The area of shader programming offers many tough problems to solve. The range of target platforms is vast: from CPU path-tracers to mobile GPUs - served by a zoo of incompatible languages: from GLSL to HLSL, from OSL to WGSL.
Common challenges include portability, managing specializations, and a lack of abstraction mechanisms. The solutions for these include the archaic C Preprocessor, templates/generics, visual graph frameworks, transpilers and, finally, embedded domain-specific languages (EDSLs).
Python is an ideal host for Embedded Domain-Specific Languages (EDSLs). Warp, Taichi, Numba, and Triton evolved to target GPU compute. All of them share common architectural decisions. They capture the program's logic by inspecting the Python source code, generate an internal representation and compile that IR to the target format.
The above approach comes with significant disadvantages. Only a subset of Python is supported, debugging with standard tools is impossible, integration with external Python code is limited, metaprogramming requires special syntax, and heavy compiler infrastructure needs to be implemented in a language like C++.

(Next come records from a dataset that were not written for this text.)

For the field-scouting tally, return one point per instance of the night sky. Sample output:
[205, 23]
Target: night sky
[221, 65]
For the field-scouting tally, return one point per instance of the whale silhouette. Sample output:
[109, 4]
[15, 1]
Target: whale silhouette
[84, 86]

This talk proposes an alternative architecture. Instead of introspection, we capture the program's logic by tracing execution with proxy objects at Python runtime, similar to JAX and PyTorch. Instead of building an IR, we emit target code eagerly, line-by-line, similar to how PyTorch Eager Mode launches computations. And because we don't implement a compiler, the implementation remains 100% Python.
We discuss in detail how core elements of Python syntax can be overloaded to implement such an architecture:
__setattr__/__getattr__ to capture variable names.Attendees will leave with a toolbox of Python mataprogramming patterns empowering them to write a code generator in Python without having to implement a compiler.